Pur tuttavia un adeguato stato giuridico bisogna pure ad essi dare, ma non di parità con i figli legittimi, e bisognerà che lo determini la legge.

La legislazione sugli esposti e sugli illegittimi va rivista.

Sono favorevole alla ricerca della paternità secondo il progetto Meda, con tutti i necessari accorgimenti e le precauzioni che la delicata materia richiede.

Ritengo che vada riesaminata la facoltà di non dichiarare allo stato civile il nome della madre dei nati illegittimi.

Se bisogna evitare gli arresti della maternità (e noi condanniamo anche l’aborto legale), gli infanticidi, l’abbandono di neonati, bisogna pur evitare che tanti bimbi ignorino il nome sacro di «mamma».

Abbiamo ricordato che la prole è il fine precipuo del matrimonio, ed i genitori debbono provvedere non solo al sostentamento materiale, ma anche ai bisogni morali e culturali di essa.

Onde bene afferma l’articolo 25 che diritto e dovere dei genitori è non solo quello di alimentare la prole, ma anche, ed io direi soprattutto, di istruirla ed educarla.

L’educazione della prole è per noi funzione essenzialmente familiare.

Essa si inizia su le braccia materne; e quante volte adulti abbiamo deposte sul seno materno le nostre lagrime, chiedendo guida c conforto!

La madre è una luce, che non si spegne, ed anche quando l’abbiamo perduta, il ricordo di lei seguita ancora ad ammaestrarci.

E se i genitori hanno il diritto ed il dovere di educare la prole, debbono essere liberi di scegliere la scuola ove mandare i loro figli.

Per cui noi affermiamo come un diritto familiare «la libertà di insegnamento».

Del resto si insegna col libro, col giornale, con la conferenza, col teatro, con la radio.

Il fascismo aveva sottratto i figliuoli alla famiglia, aveva dato loro un moschetto e li aveva mandati ad educarsi nelle caserme della G.I.L., facendo dell’esercizio fisico la base della educazione, spesso spronando i figli ad essere i delatori dei loro genitori ed i controllori dell’opera loro.

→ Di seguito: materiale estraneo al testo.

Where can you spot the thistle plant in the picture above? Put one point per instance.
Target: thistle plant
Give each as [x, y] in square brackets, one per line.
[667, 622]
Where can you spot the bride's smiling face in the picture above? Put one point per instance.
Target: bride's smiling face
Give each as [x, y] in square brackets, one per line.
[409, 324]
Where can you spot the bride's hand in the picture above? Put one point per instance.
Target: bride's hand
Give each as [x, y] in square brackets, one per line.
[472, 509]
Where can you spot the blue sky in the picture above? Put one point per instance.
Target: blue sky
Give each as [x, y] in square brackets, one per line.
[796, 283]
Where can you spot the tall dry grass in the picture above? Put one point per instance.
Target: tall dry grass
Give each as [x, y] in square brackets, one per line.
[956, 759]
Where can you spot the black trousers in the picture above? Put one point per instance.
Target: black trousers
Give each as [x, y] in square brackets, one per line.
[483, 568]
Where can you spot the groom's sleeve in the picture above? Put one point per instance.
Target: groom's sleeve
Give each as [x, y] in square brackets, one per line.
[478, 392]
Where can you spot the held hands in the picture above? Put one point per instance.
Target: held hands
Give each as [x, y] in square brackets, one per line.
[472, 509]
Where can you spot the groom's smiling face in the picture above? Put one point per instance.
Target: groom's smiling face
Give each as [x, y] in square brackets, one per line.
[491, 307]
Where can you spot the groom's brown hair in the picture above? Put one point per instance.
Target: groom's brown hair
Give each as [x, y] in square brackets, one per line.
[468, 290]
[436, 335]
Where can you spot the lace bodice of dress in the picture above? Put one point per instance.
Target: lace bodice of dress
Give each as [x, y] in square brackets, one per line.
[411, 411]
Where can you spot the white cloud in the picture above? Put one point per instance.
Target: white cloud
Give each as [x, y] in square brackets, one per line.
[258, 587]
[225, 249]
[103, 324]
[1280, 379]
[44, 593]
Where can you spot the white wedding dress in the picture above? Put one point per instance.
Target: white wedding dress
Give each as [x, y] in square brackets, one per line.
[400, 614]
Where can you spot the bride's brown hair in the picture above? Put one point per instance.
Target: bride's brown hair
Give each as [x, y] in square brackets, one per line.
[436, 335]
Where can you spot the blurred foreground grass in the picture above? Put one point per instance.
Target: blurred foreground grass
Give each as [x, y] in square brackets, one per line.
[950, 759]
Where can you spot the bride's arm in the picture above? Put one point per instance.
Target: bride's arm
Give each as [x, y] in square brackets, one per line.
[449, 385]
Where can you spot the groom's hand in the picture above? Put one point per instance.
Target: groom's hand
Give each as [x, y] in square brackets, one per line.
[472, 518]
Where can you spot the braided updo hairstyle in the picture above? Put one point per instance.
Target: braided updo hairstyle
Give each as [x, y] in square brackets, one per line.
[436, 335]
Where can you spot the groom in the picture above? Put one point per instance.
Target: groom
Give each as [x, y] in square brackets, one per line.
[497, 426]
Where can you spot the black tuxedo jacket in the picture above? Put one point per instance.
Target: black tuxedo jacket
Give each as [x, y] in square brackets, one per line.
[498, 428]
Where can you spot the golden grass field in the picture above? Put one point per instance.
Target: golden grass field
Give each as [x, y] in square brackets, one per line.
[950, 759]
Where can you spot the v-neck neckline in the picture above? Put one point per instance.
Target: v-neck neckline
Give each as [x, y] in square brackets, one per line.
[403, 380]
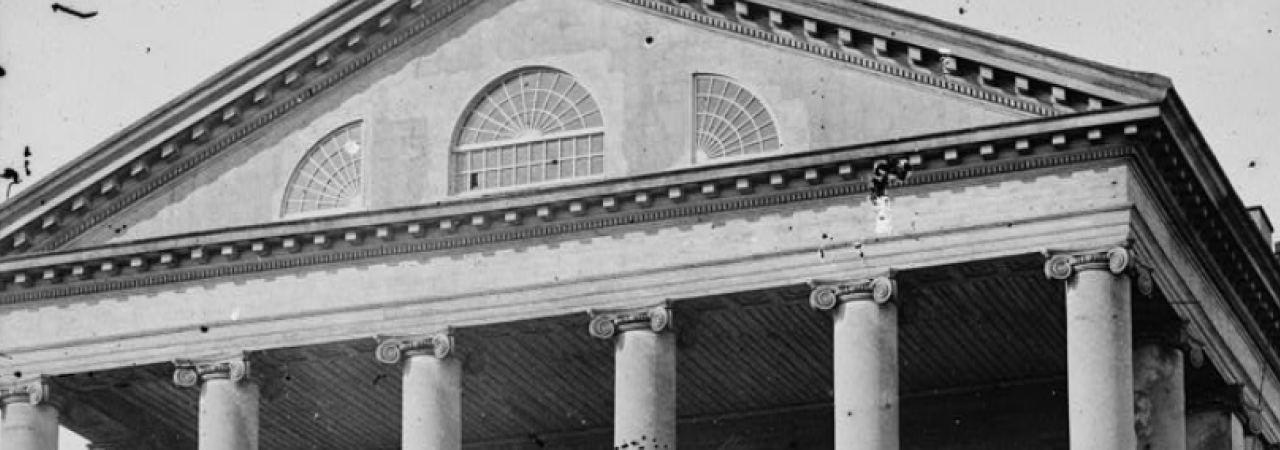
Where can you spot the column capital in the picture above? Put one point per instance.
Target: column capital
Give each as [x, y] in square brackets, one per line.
[191, 372]
[827, 294]
[392, 349]
[604, 325]
[1175, 336]
[1119, 261]
[147, 442]
[33, 391]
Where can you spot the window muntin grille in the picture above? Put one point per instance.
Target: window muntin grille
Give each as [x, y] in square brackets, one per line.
[730, 120]
[329, 174]
[535, 125]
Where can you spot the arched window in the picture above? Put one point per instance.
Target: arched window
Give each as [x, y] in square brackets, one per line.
[728, 120]
[329, 174]
[533, 125]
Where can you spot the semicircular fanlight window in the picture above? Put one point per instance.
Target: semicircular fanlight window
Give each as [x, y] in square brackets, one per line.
[730, 120]
[534, 125]
[329, 175]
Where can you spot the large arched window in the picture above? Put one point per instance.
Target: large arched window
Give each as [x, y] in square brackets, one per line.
[329, 174]
[730, 120]
[533, 125]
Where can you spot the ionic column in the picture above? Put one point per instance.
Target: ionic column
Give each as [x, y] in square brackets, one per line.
[1216, 419]
[432, 391]
[30, 417]
[1160, 395]
[228, 402]
[644, 408]
[1098, 348]
[865, 362]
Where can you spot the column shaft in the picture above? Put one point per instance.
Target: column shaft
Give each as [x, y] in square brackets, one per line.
[432, 417]
[644, 411]
[1160, 399]
[28, 427]
[865, 376]
[1100, 361]
[228, 414]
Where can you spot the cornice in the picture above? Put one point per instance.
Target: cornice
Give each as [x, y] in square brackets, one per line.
[1118, 261]
[1212, 223]
[611, 203]
[223, 122]
[968, 73]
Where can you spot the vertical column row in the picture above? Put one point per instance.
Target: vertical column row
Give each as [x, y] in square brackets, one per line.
[432, 390]
[644, 411]
[865, 362]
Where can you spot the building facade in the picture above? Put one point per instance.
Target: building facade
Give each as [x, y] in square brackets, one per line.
[580, 224]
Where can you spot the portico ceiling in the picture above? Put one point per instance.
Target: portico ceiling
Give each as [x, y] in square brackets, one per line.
[970, 326]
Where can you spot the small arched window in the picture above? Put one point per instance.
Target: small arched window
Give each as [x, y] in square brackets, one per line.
[730, 120]
[534, 125]
[329, 174]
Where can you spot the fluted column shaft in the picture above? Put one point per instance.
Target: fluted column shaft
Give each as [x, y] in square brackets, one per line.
[432, 390]
[865, 363]
[228, 403]
[644, 411]
[1098, 348]
[30, 421]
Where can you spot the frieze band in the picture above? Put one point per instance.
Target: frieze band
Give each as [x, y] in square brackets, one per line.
[827, 295]
[1119, 261]
[392, 349]
[32, 391]
[606, 325]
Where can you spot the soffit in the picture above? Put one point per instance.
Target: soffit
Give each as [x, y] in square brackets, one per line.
[551, 211]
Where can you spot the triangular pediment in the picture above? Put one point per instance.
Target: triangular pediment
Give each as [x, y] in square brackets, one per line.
[828, 74]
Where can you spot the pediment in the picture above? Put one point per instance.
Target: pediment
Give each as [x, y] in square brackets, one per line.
[831, 76]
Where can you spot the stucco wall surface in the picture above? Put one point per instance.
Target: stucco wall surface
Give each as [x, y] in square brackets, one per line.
[597, 269]
[639, 67]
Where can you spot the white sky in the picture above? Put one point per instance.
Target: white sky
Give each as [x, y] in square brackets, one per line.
[71, 82]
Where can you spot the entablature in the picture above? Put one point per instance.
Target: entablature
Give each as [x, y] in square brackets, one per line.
[562, 210]
[350, 36]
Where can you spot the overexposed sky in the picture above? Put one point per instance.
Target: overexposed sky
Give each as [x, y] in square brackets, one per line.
[73, 82]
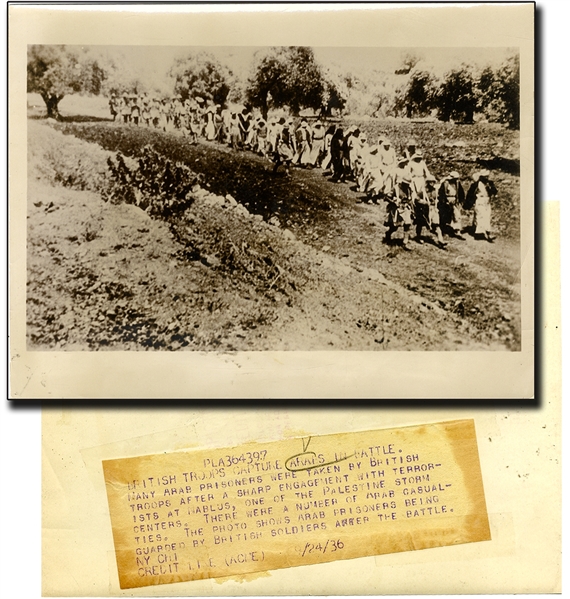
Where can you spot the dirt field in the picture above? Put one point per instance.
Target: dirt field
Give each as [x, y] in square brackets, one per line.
[259, 261]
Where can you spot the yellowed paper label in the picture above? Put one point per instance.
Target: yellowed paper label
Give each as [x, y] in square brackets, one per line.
[220, 512]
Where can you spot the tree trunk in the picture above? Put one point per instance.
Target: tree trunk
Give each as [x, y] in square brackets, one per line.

Bottai poi consegnò loro un libretto come agli antichi vigilati della pubblica sicurezza.

Ci uniamo quindi alle parole di riprovazione pronunziate dalla onorevole Spano contro la G.I.L. e l’opera del fascismo.

Noi affermiamo che i figli appartengono innanzi tutto alla famiglia e chiediamo che, a fianco alla scuola di Stato, prosperi con pari diritti la scuola privata.

Quindi la libertà d’insegnamento ha per noi un significato molto diverso da quello che le dà l’onorevole Binni e noi lo dichiariamo con la maggiore lealtà.

L’istruzione non può essere che un mezzo, il fine è l’educazione, ed educare significa dare ai giovani una norma di vita. E quando questa norma deve darsi non si può prescindere dai supremi principî.

Per cui la scuola neutra non esiste e non può esistere: quando deve illustrarsi ai giovani il pensiero umano, attraverso le opere degli scrittori, ed indicarsi il cammino del genere umano attraverso i fatti della storia, non è possibile non esprimere un avviso, non ricavarne un ammaestramento, non dare un precetto.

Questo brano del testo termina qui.